The agency disclosed records related to Joos in October 2015, but it informed Sharon Kay Harper the records responsive to her request were closed.
In April 2016, the Harpers sued the MSHP and the McDonald County prosecuting attorney. Cole County Circuit Judge Jon Beetem denied the MSHP motion to dismiss, finding that under the Sunshine Law, the passage of 10 years after Cpl. Harper’s shooting rendered the ongoing investigation inactive and made the file a public record.
The highway patrol gave the plaintiffs most of the 2,200 documents relevant to the request regarding Harper’s death, as well as a log of records it claims were closed. It withheld two reports written by MSHP investigators who summarized the contents of FBI reports about the case. Those two reports also included attachments of the actual FBI reports.
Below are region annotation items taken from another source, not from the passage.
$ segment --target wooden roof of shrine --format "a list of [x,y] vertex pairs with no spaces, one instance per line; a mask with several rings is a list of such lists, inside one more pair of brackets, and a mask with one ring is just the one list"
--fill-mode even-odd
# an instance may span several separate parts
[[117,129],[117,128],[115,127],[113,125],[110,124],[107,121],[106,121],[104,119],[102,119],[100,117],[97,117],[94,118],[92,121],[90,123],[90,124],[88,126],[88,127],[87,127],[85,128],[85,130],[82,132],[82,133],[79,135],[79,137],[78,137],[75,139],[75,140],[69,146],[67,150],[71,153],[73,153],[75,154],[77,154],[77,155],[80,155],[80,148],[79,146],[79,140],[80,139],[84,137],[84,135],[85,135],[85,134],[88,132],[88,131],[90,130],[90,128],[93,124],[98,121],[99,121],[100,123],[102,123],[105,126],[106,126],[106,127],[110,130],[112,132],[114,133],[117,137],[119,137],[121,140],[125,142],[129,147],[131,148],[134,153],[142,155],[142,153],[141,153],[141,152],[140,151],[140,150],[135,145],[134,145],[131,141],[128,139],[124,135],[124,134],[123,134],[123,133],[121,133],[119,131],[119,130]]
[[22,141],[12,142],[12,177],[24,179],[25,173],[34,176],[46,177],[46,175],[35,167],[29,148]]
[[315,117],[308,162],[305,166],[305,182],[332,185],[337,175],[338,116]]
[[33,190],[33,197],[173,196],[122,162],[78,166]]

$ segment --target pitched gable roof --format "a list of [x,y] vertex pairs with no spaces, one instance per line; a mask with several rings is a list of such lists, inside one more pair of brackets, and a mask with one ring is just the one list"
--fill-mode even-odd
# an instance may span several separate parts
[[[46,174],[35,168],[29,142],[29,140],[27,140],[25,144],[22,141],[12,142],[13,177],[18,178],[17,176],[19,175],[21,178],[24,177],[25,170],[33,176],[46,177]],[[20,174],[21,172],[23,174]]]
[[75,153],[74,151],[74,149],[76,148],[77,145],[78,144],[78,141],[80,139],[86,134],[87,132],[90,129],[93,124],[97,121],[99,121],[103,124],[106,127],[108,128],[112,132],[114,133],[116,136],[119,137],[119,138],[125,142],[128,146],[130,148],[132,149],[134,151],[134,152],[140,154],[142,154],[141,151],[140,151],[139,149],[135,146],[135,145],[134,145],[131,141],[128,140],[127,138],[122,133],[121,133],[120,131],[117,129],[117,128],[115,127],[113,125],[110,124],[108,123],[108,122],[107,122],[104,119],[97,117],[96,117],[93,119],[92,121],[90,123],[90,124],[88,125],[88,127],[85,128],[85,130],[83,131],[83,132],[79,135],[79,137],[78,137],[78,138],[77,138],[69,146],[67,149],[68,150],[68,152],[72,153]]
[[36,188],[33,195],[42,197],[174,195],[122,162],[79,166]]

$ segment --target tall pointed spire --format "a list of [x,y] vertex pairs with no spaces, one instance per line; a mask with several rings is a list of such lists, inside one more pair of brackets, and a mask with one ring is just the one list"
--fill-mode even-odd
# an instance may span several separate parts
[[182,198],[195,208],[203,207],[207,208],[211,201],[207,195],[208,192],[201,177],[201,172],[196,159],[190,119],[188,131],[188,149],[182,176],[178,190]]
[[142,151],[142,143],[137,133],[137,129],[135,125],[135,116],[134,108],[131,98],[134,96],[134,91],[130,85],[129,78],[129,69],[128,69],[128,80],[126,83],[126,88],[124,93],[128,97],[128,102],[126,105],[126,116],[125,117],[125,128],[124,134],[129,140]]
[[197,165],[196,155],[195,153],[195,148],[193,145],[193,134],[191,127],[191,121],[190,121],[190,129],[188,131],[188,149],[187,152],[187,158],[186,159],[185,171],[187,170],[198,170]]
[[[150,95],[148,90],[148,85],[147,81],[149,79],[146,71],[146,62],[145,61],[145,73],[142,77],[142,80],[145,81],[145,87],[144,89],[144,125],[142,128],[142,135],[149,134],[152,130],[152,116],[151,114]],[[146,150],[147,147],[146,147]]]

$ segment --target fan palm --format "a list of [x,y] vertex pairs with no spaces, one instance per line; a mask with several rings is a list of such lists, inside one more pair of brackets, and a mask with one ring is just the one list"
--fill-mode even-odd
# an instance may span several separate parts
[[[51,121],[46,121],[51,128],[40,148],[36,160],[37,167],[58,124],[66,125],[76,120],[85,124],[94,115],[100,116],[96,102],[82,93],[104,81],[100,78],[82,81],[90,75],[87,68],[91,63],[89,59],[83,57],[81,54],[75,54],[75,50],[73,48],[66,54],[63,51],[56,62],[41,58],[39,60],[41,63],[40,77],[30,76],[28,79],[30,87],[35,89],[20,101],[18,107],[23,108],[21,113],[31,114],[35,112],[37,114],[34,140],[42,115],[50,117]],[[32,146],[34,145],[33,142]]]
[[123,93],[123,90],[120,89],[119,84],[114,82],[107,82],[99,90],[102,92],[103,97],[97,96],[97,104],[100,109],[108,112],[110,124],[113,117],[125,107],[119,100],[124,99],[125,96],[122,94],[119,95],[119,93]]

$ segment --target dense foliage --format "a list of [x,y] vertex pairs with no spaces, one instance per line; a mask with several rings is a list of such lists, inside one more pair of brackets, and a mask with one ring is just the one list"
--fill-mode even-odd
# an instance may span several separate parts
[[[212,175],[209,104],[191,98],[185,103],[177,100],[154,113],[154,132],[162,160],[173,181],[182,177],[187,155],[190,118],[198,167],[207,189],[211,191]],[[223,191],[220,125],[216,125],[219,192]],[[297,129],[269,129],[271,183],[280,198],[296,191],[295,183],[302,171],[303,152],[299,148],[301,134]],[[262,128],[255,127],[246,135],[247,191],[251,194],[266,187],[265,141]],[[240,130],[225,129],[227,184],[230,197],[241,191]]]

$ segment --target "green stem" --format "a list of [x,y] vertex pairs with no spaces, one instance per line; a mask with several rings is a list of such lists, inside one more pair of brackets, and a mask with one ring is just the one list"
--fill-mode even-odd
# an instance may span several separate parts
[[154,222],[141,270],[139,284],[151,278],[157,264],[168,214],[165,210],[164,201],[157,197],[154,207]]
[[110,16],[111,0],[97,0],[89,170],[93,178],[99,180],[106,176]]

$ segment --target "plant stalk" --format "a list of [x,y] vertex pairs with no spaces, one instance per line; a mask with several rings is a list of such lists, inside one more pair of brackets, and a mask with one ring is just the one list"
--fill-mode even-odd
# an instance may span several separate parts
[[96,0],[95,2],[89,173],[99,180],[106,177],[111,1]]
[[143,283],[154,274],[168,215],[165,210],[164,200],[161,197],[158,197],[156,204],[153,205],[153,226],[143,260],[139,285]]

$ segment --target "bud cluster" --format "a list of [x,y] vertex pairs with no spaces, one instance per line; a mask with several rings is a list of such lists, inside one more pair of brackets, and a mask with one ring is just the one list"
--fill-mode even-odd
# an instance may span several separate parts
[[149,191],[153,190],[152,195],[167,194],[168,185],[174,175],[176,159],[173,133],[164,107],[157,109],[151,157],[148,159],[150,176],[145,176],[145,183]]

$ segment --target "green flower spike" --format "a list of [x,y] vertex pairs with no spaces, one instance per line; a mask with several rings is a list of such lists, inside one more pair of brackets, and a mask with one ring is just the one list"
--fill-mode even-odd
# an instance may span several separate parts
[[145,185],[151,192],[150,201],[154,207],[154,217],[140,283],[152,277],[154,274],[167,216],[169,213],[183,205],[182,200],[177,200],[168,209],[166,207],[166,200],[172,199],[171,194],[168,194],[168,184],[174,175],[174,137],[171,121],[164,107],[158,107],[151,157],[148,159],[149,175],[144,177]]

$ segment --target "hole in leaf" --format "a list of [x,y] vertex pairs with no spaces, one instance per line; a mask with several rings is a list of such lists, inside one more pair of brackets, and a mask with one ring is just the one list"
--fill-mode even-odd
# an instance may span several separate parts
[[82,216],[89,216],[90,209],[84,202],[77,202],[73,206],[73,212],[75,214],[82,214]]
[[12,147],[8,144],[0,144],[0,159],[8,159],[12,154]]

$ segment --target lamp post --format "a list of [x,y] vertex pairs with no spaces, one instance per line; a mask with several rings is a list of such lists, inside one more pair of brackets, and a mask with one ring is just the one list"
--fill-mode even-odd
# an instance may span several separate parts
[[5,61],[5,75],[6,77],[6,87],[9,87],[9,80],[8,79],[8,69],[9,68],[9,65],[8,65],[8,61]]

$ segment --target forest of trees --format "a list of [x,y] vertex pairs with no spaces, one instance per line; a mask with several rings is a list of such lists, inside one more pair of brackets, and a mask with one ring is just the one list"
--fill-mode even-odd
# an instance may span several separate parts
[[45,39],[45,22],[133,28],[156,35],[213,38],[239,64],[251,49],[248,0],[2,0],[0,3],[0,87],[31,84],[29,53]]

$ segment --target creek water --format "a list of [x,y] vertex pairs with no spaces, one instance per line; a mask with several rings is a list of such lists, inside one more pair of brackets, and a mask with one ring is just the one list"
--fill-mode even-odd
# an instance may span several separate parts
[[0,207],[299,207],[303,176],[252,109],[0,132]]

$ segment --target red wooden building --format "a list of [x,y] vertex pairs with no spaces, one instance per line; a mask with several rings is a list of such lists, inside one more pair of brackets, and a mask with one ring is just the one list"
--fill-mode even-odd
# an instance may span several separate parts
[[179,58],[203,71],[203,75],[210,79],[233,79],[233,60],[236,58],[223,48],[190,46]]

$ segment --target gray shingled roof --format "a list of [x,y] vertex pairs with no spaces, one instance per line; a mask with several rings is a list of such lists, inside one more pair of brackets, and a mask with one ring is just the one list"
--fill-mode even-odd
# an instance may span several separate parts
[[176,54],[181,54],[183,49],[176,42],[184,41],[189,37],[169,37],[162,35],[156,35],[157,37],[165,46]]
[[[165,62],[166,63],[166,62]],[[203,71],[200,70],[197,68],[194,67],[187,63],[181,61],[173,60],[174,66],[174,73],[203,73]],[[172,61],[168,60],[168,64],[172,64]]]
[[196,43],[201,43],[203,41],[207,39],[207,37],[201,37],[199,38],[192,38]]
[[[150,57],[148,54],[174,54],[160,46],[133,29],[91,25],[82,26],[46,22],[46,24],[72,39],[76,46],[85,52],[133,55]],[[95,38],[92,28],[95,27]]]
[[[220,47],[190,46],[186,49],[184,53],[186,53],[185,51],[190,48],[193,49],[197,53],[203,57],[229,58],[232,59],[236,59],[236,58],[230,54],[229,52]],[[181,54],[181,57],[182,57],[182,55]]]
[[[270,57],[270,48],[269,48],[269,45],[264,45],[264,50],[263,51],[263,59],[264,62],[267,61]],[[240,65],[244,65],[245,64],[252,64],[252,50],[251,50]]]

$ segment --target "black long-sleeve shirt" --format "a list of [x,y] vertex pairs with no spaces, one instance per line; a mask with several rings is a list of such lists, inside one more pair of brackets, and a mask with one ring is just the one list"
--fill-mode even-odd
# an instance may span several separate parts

The agency declined to release the reports, arguing that they were prepared by the FBI and not within the state’s jurisdiction to release.
After a bench trial, Beetem dismissed the prosecuting attorney from the lawsuit for lack of prosecution and ruled in favor of the MSHP, holding that the records retained or referenced in its investigative file are closed under both the Sunshine Law and FOIA.
The Harpers appealed, arguing that Beetem erroneously applied FOIA in his ruling to close the records. They argued that the Sunshine Law, not FOIA, governs the status of the records.
The Western District panel ruled that the MSHP-written narratives do not fall within FOIA’s purview because they were not created or obtained by the FBI and were not within the FBI’s possession at any time.
“There is no dispute these records were retained by the MSHP and requested under the Sunshine Law,” Newton said. “FOIA does not preempt the Sunshine Law, and to construe FOIA to embrace state agency retained records, requested under state law, would be to extend the reach of FOIA beyond what we believe Congress intended.”
The panel held that Beetem erred in finding that the records at issue fall under FOIA exemptions and are protected from disclosure.
“The misapplication of a FOIA exemption to circumvent the Missouri Sunshine Law is to disregard the basic principles of the supremacy clause and preemption doctrine,” Newton said. “The records at issue do not fall under a FOIA disclosure exemption.”
Judges Alok Ahuja and Thomas N. Chapman concurred.
In a statement, Tony Rothert, legal director of the ACLU of Missouri, praised the ruling, saying “The Sunshine Law is clear and cannot be disregarded as government officials see fit. All Missourians are guaranteed access to public records upon request.”
A spokesman for the Missouri Attorney General’s Office, which represented the MSHP, did not respond to a request for comment.
The case is Harper et al. v. Missouri State Highway Patrol et al., WD82465.